Types of Cookies Used:

  1. Essential Cookies: These cookies are essential to provide you with services available through our website and to enable you to use some of its features. For example, these cookies allow you to log in to your account and add products to your shopping cart.
  2. Performance Cookies: These cookies help us understand how you interact with our website by providing information about areas visited, time spent on the site, and any issues encountered, such as error messages. This helps us improve the performance of our website.
  3. Functional Cookies: These cookies allow our website to remember choices you make while browsing, such as your username, language, or region, and provide you with enhanced and personalized features.

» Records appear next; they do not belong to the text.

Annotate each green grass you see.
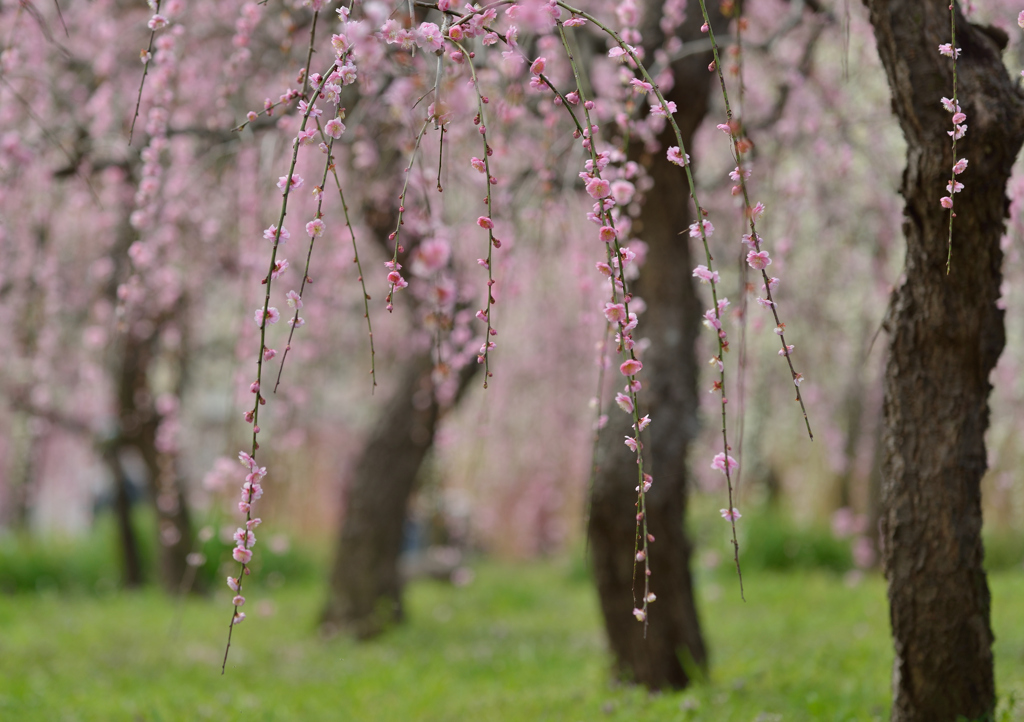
[0,562,1024,722]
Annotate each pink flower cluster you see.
[939,97,968,209]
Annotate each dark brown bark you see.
[323,354,477,639]
[588,3,715,689]
[866,0,1024,722]
[102,444,143,589]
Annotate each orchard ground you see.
[0,554,1024,722]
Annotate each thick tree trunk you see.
[323,354,477,639]
[866,0,1024,722]
[588,3,715,689]
[117,331,193,594]
[102,443,143,589]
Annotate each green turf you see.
[0,562,1024,722]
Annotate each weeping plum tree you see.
[587,2,722,689]
[866,0,1024,722]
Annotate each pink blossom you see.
[255,306,281,327]
[650,100,676,118]
[630,78,654,94]
[331,35,352,57]
[306,218,324,238]
[618,358,643,376]
[278,173,303,190]
[587,178,611,200]
[746,251,771,270]
[705,308,722,331]
[263,225,292,246]
[690,218,715,239]
[232,528,256,549]
[666,145,690,166]
[416,23,444,52]
[729,166,751,183]
[604,303,627,324]
[324,118,345,139]
[711,452,739,474]
[270,258,288,281]
[693,265,719,284]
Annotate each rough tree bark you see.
[865,0,1024,722]
[588,2,721,689]
[323,353,477,639]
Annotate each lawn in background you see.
[6,560,1024,722]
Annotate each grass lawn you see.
[0,562,1024,722]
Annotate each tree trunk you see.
[117,327,193,594]
[866,0,1024,722]
[323,354,477,639]
[588,2,720,689]
[100,442,143,589]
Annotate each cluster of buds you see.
[227,452,266,625]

For example, these cookies may be used to remember your language preferences or the region you are in.
  4. Advertising Cookies: These cookies are used to display ads relevant to you and your interests. They are also used to limit the number of times you see an ad and to help measure the effectiveness of an advertising campaign. These cookies are generally placed by advertising networks with the website operator’s permission.
  5. Third-Party Cookies: These cookies are set by a domain different from the one you are currently visiting. They are used for advertising purposes, tracking users across different websites, and delivering personalized content.

Please remember that you can control and manage cookies on your device through your browser settings. However, disabling some cookies may affect your browsing experience on our website.